In a stark reversal of trends, Point-of-Sale (POS) transactions in Nigeria plummeted by N225.73 billion in the first quarter of 2024 compared to the same period last year. This significant decline of 7.94% reflects a marked decrease in the use of POS systems for financial transactions across the country, while cash outside banks surged, according to data from the Nigeria Inter-Bank Settlement System (NIBSS) and the Central Bank of Nigeria (CBN).
The first quarter of 2024 witnessed a downward trajectory in POS transaction values, with January showing a slight uptick at N850.09 billion, followed by a decline to N805.05 billion in February and further dropping to N961.86 billion in March. This cumulative drop, amounting to N225.73 billion, contrasts sharply with the same period in 2023, indicating a notable shift in consumer behavior.

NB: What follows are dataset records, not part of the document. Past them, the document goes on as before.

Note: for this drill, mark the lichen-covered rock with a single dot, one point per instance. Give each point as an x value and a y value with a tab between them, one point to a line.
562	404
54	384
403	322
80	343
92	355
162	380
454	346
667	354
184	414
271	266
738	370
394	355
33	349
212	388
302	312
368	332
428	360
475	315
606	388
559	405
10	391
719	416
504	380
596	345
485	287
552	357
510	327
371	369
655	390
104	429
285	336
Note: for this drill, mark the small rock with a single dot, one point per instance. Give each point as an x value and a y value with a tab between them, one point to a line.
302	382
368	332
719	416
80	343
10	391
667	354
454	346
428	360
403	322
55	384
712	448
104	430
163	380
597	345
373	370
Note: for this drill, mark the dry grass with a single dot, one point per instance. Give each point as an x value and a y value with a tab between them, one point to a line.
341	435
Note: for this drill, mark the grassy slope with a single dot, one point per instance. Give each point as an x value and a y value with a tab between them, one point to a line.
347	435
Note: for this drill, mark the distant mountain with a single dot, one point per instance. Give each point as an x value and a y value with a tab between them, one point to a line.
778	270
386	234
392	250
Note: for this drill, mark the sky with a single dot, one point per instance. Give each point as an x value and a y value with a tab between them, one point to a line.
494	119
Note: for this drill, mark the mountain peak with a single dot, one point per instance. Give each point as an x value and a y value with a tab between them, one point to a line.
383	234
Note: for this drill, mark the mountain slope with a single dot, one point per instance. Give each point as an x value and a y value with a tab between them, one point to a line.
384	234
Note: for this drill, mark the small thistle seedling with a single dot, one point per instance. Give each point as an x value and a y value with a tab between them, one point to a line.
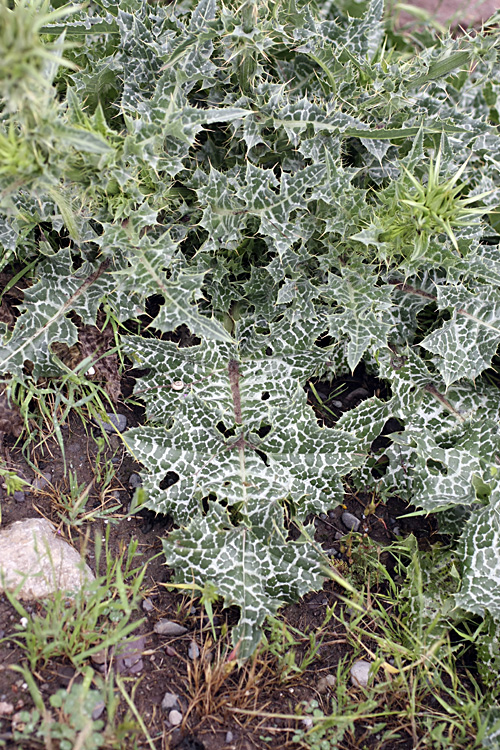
434	207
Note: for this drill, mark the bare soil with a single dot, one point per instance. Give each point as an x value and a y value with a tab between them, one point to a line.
216	697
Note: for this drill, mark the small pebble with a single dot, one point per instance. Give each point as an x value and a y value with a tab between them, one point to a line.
350	521
170	701
360	673
167	627
117	422
193	650
98	710
175	718
134	481
6	709
39	483
326	683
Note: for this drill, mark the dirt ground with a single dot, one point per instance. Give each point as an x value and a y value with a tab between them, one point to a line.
215	698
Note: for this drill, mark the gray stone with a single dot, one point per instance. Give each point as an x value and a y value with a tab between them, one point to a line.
6	708
128	656
170	700
350	521
98	710
326	683
42	481
193	650
167	627
175	718
113	423
360	673
134	481
31	554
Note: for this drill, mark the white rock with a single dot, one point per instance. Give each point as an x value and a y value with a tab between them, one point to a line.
42	481
350	521
167	627
360	673
170	700
193	650
175	717
33	555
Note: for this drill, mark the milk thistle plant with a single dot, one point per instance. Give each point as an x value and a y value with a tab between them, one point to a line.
435	207
299	221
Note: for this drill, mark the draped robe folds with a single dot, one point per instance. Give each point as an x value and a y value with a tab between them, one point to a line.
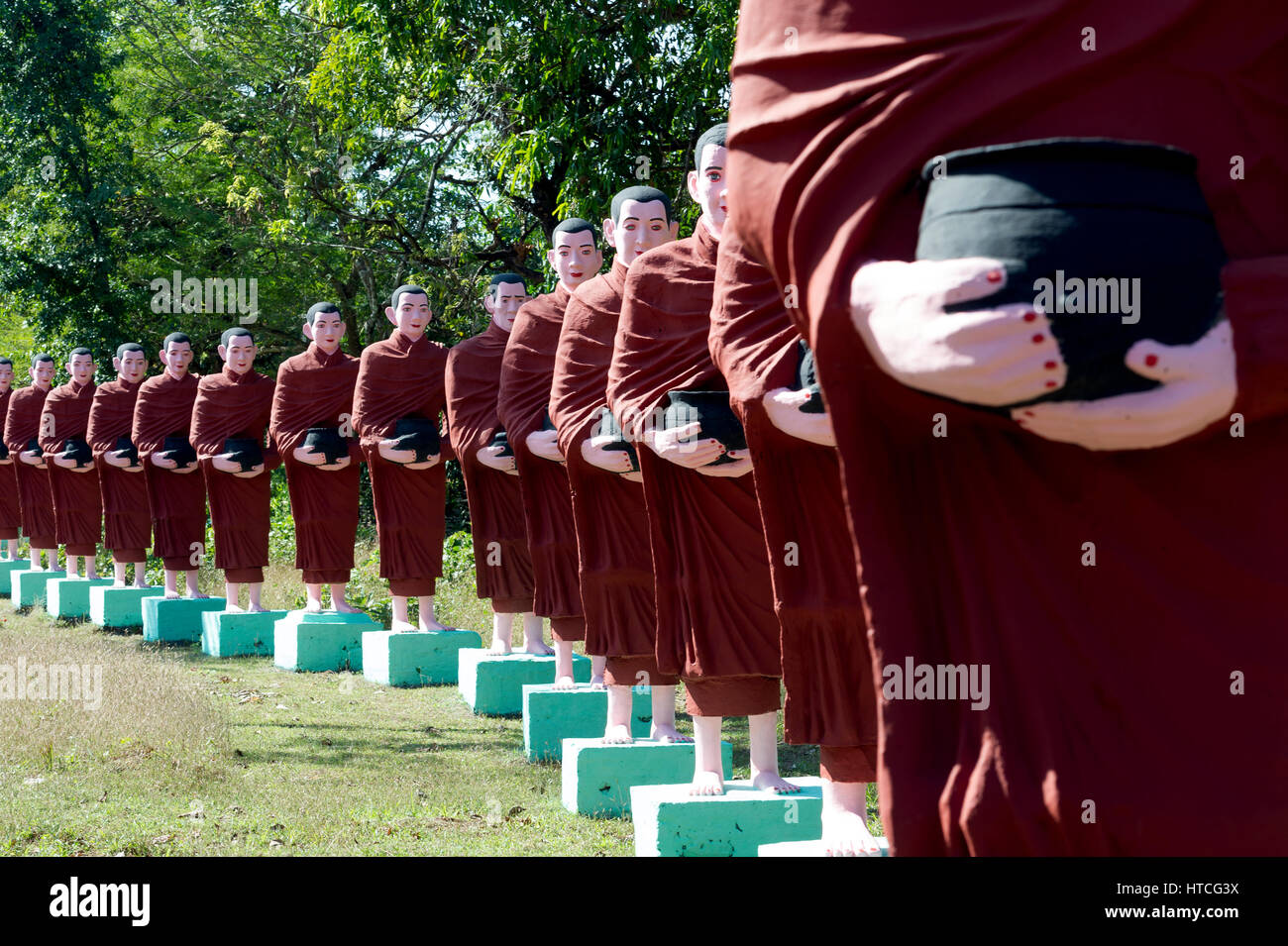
77	504
502	566
1107	680
827	667
127	525
231	404
614	560
11	514
178	501
316	390
715	615
35	501
522	404
400	377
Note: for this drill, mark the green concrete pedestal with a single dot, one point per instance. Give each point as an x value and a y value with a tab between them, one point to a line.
492	684
7	569
671	822
810	848
411	658
30	585
176	619
120	606
552	716
68	597
597	779
318	641
239	633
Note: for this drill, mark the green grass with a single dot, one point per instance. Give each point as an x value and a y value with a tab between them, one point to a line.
193	756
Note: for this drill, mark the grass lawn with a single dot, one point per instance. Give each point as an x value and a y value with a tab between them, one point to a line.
188	755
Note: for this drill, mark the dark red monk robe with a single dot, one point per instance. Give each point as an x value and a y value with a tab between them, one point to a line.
11	514
127	524
35	501
827	667
178	501
77	504
400	377
522	404
1109	683
502	566
316	390
231	404
715	614
616	564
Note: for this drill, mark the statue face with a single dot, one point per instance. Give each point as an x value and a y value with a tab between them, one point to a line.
642	227
43	372
575	258
326	331
81	368
708	185
503	301
176	358
239	354
132	367
411	315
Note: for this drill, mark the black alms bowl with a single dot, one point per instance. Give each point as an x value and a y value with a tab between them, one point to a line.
327	442
1113	239
608	426
416	434
712	411
244	451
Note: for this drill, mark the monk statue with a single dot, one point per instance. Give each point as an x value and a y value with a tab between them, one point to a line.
21	438
1080	511
72	475
162	418
502	566
395	412
127	524
606	498
11	514
523	408
716	623
228	422
313	430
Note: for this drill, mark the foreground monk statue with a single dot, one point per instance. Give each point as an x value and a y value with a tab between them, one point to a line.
21	437
716	624
176	494
616	564
228	422
11	515
127	524
523	407
395	408
1116	563
827	667
72	475
502	566
312	428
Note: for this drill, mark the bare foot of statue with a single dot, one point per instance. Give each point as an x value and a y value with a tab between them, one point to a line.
668	734
773	782
618	735
707	784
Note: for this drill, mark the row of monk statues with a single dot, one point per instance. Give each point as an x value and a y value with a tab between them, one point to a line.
842	442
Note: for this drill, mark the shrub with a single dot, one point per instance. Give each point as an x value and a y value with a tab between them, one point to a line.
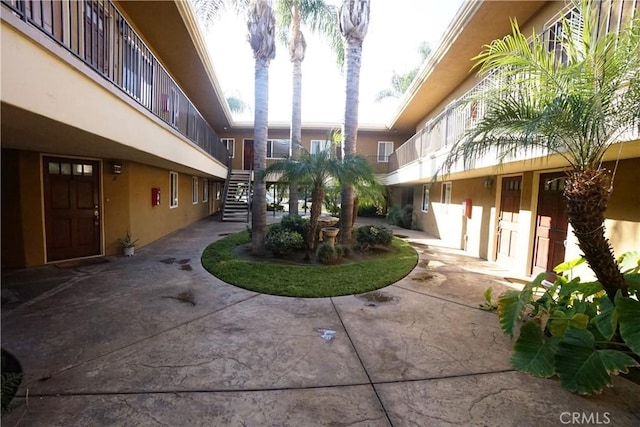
294	223
370	211
572	329
283	242
368	236
273	228
327	254
401	217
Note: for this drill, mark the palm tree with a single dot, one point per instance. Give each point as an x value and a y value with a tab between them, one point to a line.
354	22
318	170
261	26
575	102
321	18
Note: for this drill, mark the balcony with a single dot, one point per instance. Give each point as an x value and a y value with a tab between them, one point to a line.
97	33
421	156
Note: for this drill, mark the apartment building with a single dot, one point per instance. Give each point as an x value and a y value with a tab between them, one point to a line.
512	212
109	118
113	123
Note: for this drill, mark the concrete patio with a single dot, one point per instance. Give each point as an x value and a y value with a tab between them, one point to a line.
110	344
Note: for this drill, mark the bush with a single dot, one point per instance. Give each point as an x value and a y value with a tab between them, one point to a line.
278	207
283	242
368	236
327	254
344	251
401	217
572	329
294	223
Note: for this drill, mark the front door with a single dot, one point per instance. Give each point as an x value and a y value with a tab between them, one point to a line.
552	223
247	159
72	207
509	217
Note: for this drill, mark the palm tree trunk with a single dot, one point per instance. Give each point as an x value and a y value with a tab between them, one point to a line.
317	196
350	131
259	199
587	192
296	131
296	51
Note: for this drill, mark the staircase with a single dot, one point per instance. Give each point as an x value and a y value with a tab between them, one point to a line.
236	202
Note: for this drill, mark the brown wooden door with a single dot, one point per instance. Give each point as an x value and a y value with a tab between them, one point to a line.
552	223
72	208
247	160
508	219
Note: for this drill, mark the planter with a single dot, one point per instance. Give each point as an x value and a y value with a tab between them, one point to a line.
329	235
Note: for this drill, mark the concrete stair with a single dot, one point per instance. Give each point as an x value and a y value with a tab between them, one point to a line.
236	204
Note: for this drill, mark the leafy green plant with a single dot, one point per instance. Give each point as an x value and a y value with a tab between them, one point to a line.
401	217
283	242
327	254
369	236
488	305
295	223
344	251
572	329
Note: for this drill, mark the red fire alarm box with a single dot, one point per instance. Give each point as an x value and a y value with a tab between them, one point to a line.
155	196
466	208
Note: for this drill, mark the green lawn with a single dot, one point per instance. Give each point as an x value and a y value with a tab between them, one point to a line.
307	281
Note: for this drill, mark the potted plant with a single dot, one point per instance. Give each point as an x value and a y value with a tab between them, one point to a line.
128	245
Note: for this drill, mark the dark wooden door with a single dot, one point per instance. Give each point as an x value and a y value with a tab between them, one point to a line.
552	223
247	161
72	208
509	218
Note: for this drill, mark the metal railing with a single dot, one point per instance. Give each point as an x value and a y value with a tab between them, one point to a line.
97	33
442	131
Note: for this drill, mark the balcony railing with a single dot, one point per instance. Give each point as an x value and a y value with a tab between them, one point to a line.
96	32
446	128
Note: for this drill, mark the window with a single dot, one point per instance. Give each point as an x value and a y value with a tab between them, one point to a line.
445	196
425	198
319	145
230	143
194	190
173	188
278	148
557	32
385	149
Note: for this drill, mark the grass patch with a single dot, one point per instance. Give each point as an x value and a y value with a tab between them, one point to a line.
307	281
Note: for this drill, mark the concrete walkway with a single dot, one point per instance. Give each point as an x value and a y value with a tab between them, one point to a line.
110	344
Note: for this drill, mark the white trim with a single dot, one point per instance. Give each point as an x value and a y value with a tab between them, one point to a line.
101	172
385	157
323	144
424	207
205	190
445	196
270	141
195	192
226	141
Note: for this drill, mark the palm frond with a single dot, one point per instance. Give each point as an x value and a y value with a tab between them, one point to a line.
574	102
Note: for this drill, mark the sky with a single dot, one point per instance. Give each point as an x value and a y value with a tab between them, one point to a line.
396	30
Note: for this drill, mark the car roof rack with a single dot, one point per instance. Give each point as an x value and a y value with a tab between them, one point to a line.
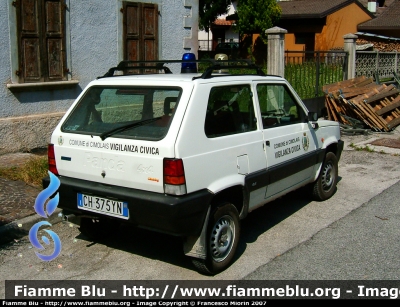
132	67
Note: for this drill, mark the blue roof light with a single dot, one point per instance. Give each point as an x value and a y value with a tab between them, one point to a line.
190	67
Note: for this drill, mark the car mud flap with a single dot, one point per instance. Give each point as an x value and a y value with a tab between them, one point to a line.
195	246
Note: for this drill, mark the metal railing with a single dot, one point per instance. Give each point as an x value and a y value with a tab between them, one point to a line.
377	64
308	71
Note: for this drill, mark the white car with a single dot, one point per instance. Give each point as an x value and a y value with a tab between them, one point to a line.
188	154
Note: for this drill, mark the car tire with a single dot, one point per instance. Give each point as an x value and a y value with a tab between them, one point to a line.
221	241
324	187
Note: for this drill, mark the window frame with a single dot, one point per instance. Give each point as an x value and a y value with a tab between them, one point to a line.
15	48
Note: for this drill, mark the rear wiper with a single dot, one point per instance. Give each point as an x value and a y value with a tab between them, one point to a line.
106	134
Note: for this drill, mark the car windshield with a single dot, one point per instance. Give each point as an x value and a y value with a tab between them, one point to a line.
105	109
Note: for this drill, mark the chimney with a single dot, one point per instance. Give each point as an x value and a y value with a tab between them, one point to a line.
372	6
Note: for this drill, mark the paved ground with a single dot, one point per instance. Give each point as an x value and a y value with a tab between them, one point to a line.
17	199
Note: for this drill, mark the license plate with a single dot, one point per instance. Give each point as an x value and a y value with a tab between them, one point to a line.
103	205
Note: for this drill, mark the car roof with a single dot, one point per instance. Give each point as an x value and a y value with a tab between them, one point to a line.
183	77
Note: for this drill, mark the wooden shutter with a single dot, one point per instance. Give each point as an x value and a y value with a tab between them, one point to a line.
29	37
41	40
140	31
54	40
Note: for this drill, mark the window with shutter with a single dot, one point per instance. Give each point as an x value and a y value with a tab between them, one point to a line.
140	31
41	40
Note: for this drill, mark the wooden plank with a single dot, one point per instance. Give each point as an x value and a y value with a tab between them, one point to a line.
332	111
355	91
389	107
369	94
394	123
382	95
365	82
356	112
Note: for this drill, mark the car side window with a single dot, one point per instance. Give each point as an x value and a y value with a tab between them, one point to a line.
278	107
230	110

Similarly, the volume of POS transactions experienced a significant decline throughout the quarter. Despite an initial rise to 112.78 million transactions in January, volumes fell to 97.57 million in February and further to 103.65 million in March. The total volume for the first quarter of 2024 amounted to 314 million transactions, marking a substantial decrease of 73.81 million compared to the same period in 2023.
Interestingly, despite the decline in transaction values and volumes, the registration of POS terminals witnessed an uptrend, increasing by 289,154 from January to March 2024. This growth, representing a 47.02% increase compared to the previous year, suggests continued infrastructure expansion despite reduced usage.
However, the decline in POS transactions coincides with a surge in cash hoarding outside the banking system. CBN data revealed a sharp increase in cash kept at home, with cash outside banks soaring to N3.411 trillion in February 2024, representing a 305% increase from the previous year. This trend of cash retention outside the banking system has deepened, with approximately 92% of all currency in circulation in February 2024 being held outside banks.
The rise in cash hoarding alongside the decline in POS transactions underscores a notable shift in consumer behavior, possibly influenced by lingering effects of the cash scarcity challenges experienced in the previous year. While cashless transactions witnessed a setback, the infrastructure for digital payments continues to expand, reflecting a period of adjustment and recalibration in consumer preferences.
The CBN’s clarification dispels any confusion and emphasizes the importance of accurate information dissemination to maintain confidence in the financial system. As Nigeria navigates through these changing dynamics, stakeholders will need to adapt strategies to address evolving consumer preferences and ensure the resilience of the financial sector.